Why does Handel's Water Music and The Beatles' 'Here Comes The Sun' sound happy, while Albinoni's Adagio and 'Eleanor Rigby' sound sad?

Some might say it's because the first two are in major keys, while the second two are in minor keys. But are the emotional associations of major and minor intrinsic to the notes themselves, or are they culturally imposed? Many music psychologists suspect the latter, but a new study now suggests that there's something fundamentally similar about major or minor keys and the properties of happy or sad speech, respectively.

Nigel Tufnell of spoof rock band Spinal Tap famously called D minor "the saddest of all keys". But are minor keys intrinsically sad? Credit: SPINAL TAP PRODUCTION / THE KOBAL COLLECTION

Neuroscientist Daniel Bowling and colleagues at Duke University in Durham, North Carolina, compared the sound spectra — the profiles of different acoustic frequencies – of speech with those in Western classical music and Finnish folk songs. They found that the spectra in major-key music are close to those in excited speech, while the spectra of minor-key music are more similar to subdued speech1.

Most cultures share the same acoustic characteristics of happy or sad speech, the former being relatively fast and loud, and the latter slower and quieter. There's good reason to believe that music mimics some of these universal emotional behaviours, supplying a universal vocabulary that permits listeners sometimes to deduce the intended emotion in unfamiliar music.

For example, Western listeners can judge fairly reliably — based largely on tempo — whether pieces of Kyrghistani, Hindustani and Navajo Native American music were meant to be joyous or sad23. A study of the Mafa people of Cameroon, who had never heard Western music, also found that they could guess whether extracts were intended to be happy, sad or fearful4. So although it's simplistic to suppose that all music is happy or sad, these crude universal indicators of emotion do seem to work across cultural boundaries.

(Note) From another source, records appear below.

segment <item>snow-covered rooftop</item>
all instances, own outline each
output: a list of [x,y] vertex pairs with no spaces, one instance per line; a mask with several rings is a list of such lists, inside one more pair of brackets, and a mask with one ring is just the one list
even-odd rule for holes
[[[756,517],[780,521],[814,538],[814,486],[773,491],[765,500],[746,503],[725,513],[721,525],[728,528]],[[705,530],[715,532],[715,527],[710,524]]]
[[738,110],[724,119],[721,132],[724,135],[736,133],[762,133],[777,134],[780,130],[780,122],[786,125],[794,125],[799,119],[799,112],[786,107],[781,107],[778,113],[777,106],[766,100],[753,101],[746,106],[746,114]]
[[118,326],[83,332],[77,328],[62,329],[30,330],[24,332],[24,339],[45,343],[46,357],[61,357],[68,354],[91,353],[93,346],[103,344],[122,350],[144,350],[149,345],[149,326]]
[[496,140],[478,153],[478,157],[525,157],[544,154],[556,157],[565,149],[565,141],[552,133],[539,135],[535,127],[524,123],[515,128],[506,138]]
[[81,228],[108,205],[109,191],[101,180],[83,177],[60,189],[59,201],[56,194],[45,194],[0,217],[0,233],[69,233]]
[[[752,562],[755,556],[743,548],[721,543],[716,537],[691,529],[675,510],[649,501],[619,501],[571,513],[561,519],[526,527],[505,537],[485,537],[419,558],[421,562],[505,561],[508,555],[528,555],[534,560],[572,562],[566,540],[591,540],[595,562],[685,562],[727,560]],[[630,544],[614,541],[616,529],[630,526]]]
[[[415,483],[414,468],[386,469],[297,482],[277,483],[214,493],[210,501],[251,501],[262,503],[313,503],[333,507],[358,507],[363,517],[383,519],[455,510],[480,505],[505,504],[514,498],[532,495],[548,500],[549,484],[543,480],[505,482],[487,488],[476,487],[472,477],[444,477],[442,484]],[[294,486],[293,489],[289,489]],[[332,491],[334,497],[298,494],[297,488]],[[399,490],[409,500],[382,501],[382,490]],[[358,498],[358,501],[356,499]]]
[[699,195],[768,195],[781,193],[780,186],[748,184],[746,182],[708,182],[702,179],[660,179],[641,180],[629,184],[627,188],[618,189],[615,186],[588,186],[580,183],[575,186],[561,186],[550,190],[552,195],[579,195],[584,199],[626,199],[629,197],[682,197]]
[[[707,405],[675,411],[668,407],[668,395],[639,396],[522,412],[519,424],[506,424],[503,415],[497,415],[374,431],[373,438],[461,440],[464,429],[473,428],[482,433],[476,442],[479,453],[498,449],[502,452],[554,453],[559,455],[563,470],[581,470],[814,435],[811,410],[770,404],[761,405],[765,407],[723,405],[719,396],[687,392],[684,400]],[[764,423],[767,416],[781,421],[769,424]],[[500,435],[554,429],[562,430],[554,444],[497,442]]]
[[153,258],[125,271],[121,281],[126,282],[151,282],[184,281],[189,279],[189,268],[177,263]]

The minor fall and the major lift

So is musical key another of these universal indicators, as Bowling's study suggests? The idea that the minor key is intrinsically anguished, while the major is joyful, is so deeply ingrained in Western listeners that many have deemed this to be a natural principle of music. This notion was influentially argued by musicologist Deryck Cooke in his 1959 book The Language of Music.

Cooke pointed out that musicians throughout the ages have used minor keys for vocal music with an explicitly sad content, and major keys for happy lyrics. But he failed to acknowledge that this might simply be a matter of cultural convention rather than an innate property of the music. And when faced with the fact that some cultures, such as Spanish and Slavic, use minor keys for happy music, he offered the patronizing suggestion that such rustic people were inured to a hard life and didn't expect to be happy.

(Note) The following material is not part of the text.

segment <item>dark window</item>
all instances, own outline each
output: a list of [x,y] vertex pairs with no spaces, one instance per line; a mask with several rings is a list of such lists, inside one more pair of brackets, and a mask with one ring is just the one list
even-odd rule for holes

No such chauvinism afflicts the latest work from Bowling and colleagues. But their conclusions are still open to question. For one thing, they don't establish that people actually hear in music the characteristic acoustic features that they identify. Also, they assume that the ratios of frequencies sounded simultaneously in speech can be compared with the ratios of frequencies sounded sequentially in music. And most troublingly, major-type frequency ratios dominate the spectra of both excited and subdued speech, but merely less so in the latter case.

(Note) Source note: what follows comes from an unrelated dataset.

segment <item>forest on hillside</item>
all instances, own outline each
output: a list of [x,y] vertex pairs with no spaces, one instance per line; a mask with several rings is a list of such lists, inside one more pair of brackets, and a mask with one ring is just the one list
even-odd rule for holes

This work also faces the problem that some cultures — including Europe before the Renaissance, not to mention the ancient Greeks — don't link minor keys to sadness. Western listeners sometimes misjudge the emotional quality of Javanese music that uses a scale with similarities to the minor mode yet is deemed happy by the musicians. So even if a fundamental sadness is present in the minor mode, it seems likely to be weak and easily over-written by acculturation. It's possible even in the Western idiom to write happy minor-key music — Van Morrison's 'Moondance', for example — or sad major-key music, such as Billie Holiday's 'No Good Man'. It seems too soon to conclude that minor keys give everyone the blues.